On September 7, 2001, in the Fort Peck Tribal Court, FOLLET was convicted of aggravated sexual assault on a child. FOLLET was sentenced to 90 days incarceration and ordered to register as a sexual offender. FOLLET was informed of that obligation during his sentencing and in the court's judgment.

FOLLET resided in Wolf Point on the Fort Peck Indian Reservation and registered his address with the Fort Peck Tribal Registry. He last updated his registration on May 14, 2008. When a Fort Peck Reservation's Tribal Compliance officer went to FOLLET'S registered residence, he determined that FOLLET was no longer living there and had possibly moved to Billings the first part of December 2008.

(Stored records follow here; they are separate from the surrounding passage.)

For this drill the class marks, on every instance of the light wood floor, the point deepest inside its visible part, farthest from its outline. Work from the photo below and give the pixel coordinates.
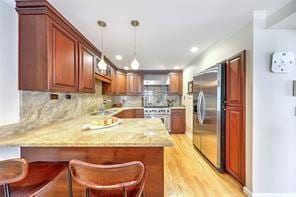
(188, 174)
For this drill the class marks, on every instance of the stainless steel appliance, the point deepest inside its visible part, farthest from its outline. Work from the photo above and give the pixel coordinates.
(209, 114)
(156, 80)
(164, 113)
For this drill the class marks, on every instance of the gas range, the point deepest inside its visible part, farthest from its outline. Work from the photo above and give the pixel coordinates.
(158, 110)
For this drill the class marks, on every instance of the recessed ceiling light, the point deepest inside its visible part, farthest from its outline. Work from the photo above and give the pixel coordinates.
(194, 49)
(118, 57)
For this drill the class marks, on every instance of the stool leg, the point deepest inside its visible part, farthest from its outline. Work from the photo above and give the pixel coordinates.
(70, 183)
(6, 190)
(87, 192)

On December 30, 2008, the Compliance officer notified the U.S. Marshals Service that FOLLET had left his last known registered residence in Wolf Point and moved to Billings and that he had failed to register or update his registration as required by Montana law.

A review of the Montana Sexual and Violent Offender Registry confirmed that FOLLET did not register with them as required by law and the Fort Peck Tribe also verified that he had not updated his registration through their office.

Because there is no parole in the federal system, the "truth in sentencing" guidelines mandate that FOLLET will likely serve all of the time imposed by the court. In the federal system, FOLLET does have the opportunity to earn a sentence reduction for "good behavior." However, this reduction will not exceed 15% of the overall sentence.

The investigation was a cooperative effort between the Fort Peck Reservation's Tribal Compliance Office and the U.S. Marshals Service.